En el presente caso, observa la Sala, en primer lugar, que el a quo omitió el procedimiento previo contenido en el artículo 27 del Decreto 2591 de 1991, respecto de la Directora General de la Unidad para la Atención y Reparación Integral a las Víctimas, pues véase que no ordenó la notificación de su superior jerárquico, para efectos de que hiciera cumplir el fallo de tutela e iniciara el proceso disciplinario correspondiente, más aún si se tiene en cuenta que fue en contra de ésta que se tuteló el derecho de petición. En segundo lugar, se advierte que a pesar de que el auto de 3 de febrero de 2016, dio apertura del incidente de desacato en contra de Paula Gaviria Betancur, en calidad de Directora General de la Unidad para la Atención y Reparación Integral a las Víctimas y Omar Alonso Torres Sánchez, como Director Territorial del Eje Cafetero de la misma entidad, el oficio que estaba dirigido para la primera fue entregado a un funcionario de la segunda dependencia y, por lo tanto, no fue efectiva para garantizar el derecho de defensa de la afectada, pues nótese que si bien es cierto, el informe visible a folio 14, sin firma, aduce que la entidad maneja un soporte de correspondencia llamado LEX y dentro de las funciones del técnico jurídico encargado del área de tutelas, está la de escanear toda la correspondencia de ese ramo y subirlo a una plataforma para su comunicación, no se afirmó que hubiere sido recibida por la Directora mencionada.

Entiéndase que si bien no es exigente que la notificación de la apertura del incidente se haga con las pautas rituales del procedimiento civil, no por ello se ha de dar lugar a que esa crucial información decaiga en la laxa conducción de simples oficios informativos, sobre los que no se tiene certeza respecto de su destino final. Por último, encuentra la Sala que el 19 de febrero de 2016, se tuvo como pruebas los documentos allegados y consideró que no se requería la práctica de otras adicionales; sin embargo, la mencionada decisión no fue notificada a las partes y como si fuera poco, en el auto que impone la sanción consideró que ofrecía confusión el documento visible a folio 13, que refiere al cumplimiento del fallo de tutela y menciona personas diferentes a las aludidas en las solicitudes interpuestas.

Por consiguiente, era evidente la necesidad de decreto de pruebas de oficio, para averiguar el verdadero cumplimiento de la sentencia de tutela, máxime cuando está en juego una sanción como la que en este asunto se impuso. Así las cosas, debe decretarse la nulidad de todo lo actuado a partir del auto de 1º de diciembre de 2015 y disponerse la devolución del expediente al juzgado de primera instancia, para que proceda de acuerdo con lo expuesto en este auto, garantizando el derecho de defensa y de contradicción a los accionados.

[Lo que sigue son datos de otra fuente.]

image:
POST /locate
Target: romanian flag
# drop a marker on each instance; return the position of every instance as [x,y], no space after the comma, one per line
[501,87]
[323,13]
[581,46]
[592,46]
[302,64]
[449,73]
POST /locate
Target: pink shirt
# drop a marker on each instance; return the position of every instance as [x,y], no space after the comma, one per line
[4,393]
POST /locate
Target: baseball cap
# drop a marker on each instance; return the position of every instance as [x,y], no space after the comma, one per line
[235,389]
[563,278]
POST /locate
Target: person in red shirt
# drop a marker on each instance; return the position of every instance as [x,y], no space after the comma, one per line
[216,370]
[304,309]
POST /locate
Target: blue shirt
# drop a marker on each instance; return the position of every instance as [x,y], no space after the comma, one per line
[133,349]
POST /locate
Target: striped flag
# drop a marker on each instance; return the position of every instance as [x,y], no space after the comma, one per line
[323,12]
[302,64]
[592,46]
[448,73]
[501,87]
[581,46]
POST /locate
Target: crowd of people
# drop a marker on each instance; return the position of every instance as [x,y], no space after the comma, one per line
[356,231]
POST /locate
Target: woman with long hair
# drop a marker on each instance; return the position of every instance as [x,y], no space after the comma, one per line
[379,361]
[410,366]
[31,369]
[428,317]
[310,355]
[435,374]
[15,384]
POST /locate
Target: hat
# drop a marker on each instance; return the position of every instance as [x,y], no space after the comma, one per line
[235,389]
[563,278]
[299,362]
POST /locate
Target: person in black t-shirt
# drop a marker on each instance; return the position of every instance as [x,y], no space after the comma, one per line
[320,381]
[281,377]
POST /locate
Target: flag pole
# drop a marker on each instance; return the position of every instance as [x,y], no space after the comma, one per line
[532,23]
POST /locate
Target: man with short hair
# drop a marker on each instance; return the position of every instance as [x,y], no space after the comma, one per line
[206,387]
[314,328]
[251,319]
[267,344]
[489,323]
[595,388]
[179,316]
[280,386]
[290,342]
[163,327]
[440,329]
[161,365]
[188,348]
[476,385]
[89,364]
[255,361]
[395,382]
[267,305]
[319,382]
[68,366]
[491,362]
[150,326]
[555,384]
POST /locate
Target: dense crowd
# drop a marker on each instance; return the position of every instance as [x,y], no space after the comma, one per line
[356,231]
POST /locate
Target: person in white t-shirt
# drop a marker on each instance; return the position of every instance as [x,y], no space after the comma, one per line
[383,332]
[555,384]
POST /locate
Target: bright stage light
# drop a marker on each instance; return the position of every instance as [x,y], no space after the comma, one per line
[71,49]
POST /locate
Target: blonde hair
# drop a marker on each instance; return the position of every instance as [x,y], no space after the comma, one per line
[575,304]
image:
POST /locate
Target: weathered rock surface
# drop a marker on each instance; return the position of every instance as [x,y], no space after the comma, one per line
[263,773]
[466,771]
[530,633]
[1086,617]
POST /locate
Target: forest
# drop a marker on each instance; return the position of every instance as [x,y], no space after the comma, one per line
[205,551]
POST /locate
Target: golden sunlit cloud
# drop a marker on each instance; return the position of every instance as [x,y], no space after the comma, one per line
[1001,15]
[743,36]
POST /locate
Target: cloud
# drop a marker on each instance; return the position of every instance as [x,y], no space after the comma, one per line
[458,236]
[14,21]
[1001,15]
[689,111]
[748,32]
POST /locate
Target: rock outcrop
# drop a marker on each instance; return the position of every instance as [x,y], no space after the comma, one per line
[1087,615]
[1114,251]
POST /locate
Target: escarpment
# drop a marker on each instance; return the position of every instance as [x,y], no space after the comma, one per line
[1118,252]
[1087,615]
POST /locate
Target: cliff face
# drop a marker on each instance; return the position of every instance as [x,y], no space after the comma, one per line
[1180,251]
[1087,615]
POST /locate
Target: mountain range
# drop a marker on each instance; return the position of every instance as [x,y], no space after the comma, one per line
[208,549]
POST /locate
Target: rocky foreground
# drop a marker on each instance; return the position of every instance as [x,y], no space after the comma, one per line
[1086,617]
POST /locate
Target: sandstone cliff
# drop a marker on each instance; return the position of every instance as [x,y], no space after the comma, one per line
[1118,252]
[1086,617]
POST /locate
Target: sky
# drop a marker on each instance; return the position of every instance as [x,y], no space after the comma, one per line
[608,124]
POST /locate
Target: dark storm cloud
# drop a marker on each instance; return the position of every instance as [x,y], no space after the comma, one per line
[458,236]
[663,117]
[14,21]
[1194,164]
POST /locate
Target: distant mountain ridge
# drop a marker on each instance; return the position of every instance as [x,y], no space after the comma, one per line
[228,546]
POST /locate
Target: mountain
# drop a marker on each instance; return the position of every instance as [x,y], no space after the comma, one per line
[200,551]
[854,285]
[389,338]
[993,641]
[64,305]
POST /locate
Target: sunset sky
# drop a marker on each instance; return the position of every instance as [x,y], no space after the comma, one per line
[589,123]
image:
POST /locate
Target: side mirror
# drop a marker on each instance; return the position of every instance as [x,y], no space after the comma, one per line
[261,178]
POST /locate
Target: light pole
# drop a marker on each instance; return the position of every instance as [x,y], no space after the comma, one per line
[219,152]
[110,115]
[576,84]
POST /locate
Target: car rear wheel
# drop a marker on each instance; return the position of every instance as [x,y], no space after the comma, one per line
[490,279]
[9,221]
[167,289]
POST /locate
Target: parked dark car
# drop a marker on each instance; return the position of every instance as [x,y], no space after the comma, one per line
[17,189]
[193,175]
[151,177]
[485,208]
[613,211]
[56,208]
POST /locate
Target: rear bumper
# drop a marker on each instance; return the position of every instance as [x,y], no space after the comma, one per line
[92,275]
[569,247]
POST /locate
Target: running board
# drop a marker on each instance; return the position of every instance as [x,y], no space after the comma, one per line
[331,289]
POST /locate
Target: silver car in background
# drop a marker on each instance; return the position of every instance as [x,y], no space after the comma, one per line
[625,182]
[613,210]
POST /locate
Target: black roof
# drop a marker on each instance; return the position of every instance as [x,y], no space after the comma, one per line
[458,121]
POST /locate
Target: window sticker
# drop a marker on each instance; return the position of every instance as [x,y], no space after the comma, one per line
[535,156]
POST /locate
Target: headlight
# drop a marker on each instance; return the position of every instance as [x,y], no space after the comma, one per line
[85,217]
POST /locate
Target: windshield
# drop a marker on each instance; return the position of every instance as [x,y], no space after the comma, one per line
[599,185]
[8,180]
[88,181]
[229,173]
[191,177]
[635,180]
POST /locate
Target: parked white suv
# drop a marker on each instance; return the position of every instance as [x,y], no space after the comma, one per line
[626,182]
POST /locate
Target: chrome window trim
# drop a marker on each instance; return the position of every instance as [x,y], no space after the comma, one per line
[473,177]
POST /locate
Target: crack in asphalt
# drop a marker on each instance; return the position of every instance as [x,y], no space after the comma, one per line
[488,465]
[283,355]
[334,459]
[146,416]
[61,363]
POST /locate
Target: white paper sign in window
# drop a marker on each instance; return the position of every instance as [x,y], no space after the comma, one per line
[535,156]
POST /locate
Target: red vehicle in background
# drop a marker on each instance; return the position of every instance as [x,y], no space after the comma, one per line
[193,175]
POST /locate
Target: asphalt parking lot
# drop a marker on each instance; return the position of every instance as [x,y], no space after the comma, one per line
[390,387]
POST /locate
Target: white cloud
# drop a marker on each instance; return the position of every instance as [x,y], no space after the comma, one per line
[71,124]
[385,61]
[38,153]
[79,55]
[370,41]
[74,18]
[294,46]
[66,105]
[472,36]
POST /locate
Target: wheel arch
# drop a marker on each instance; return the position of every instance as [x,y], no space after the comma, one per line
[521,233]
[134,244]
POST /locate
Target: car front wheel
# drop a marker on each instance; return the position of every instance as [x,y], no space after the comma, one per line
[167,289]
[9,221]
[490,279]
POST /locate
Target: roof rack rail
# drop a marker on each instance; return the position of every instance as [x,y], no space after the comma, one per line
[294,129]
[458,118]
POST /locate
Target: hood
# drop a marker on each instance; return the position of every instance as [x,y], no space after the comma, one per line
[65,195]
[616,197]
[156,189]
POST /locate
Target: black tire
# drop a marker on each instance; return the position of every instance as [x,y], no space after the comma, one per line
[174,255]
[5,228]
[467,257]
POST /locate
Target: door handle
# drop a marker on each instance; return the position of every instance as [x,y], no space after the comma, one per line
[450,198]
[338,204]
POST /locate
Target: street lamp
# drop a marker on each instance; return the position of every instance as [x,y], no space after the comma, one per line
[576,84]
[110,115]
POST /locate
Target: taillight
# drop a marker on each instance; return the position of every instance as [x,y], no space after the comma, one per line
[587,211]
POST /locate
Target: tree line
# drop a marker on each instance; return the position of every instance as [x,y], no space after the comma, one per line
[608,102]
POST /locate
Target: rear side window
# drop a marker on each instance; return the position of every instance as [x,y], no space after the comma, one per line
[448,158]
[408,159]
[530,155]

En mérito de lo expuesto, la Sala Civil Familia Laboral del Tribunal Superior de Armenia, Resuelve: Primero.- DECRETAR oficiosamente la nulidad de todo lo actuado a partir del auto de 1º de diciembre de 2015 y disponerse la devolución del expediente al juzgado de primera instancia, para que proceda de acuerdo con lo expuesto en este auto, garantizando el derecho de defensa y de contradicción a los accionados.

Segundo.- Por secretaria devolver las presentes diligencias al juzgado de origen y ordenar que se notifique esta providencia a los intervinientes conforme lo previsto en los artículos 30 del Decreto 2591 de 1991 y 5 del Decreto 306 de 1992. Notifíquese LUIS FERNANDO SALAZAR LONGAS Magistrado ----------------------- [1] Corte Constitucional, Sentencias T-572/96 y T-766/98.